5.                                Les considérants qui précèdent conduisent à l'admission du recours et à l'annulation de la décision attaquée. Vu le sort du litige, les frais seront laissés à la charge de l'Etat. Les recourants, qui ont procédé par un mandataire professionnel, auront par ailleurs droit à l'allocation de dépens.


 

Par ces motifs
la Cour de droit administratif et public

du Tribunal cantonal
arrête:

I.                                   Le recours est admis.

II.                                 La décision du Service de la population du 2 décembre 2008 est annulée.

III.                                Le dossier est transmis à l'autorité intimée, qui invitera l'ODM à examiner la situation des recourants sous l'angle de l'admission provisoire.

IV.                              L'arrêt est rendu sans frais.

V.                                L'Etat de Vaud, par l'intermédiaire du Service de la population, versera un montant de 1'000 (mille) francs aux recourants à titre de dépens.

Lausanne, le 19 janvier 2010/dlg

 

Le président:                                                                                             Le greffier:

                                                                                                                 

Le présent arrêt est communiqué aux destinataires de l'avis d'envoi ci-joint, ainsi qu'à l'ODM.
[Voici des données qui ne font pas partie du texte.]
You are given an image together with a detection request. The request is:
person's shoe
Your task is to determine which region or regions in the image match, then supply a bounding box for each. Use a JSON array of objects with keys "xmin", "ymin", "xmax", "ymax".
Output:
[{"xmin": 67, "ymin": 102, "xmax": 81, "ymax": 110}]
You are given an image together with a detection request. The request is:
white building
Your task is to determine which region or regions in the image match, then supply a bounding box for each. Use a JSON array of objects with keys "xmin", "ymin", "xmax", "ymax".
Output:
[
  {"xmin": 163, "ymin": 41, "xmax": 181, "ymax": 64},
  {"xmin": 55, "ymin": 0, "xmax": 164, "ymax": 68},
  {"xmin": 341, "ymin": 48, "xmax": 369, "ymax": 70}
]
Il peut faire l'objet, dans les trente jours suivant sa notification, d'un recours au Tribunal fédéral. Le recours en matière de droit public s'exerce aux conditions des articles 82 ss de la loi du 17 juin 2005 sur le Tribunal fédéral (LTF - RS 173.110), le recours constitutionnel subsidiaire à celles des articles 113 ss LTF. Le mémoire de recours doit être rédigé dans une langue officielle, indiquer les conclusions, les motifs et les moyens de preuve, et être signé. Les motifs doivent exposer succinctement en quoi l’acte attaqué viole le droit. Les pièces invoquées comme moyens de preuve doivent être jointes au mémoire, pour autant qu’elles soient en mains de la partie; il en va de même de la décision attaquée.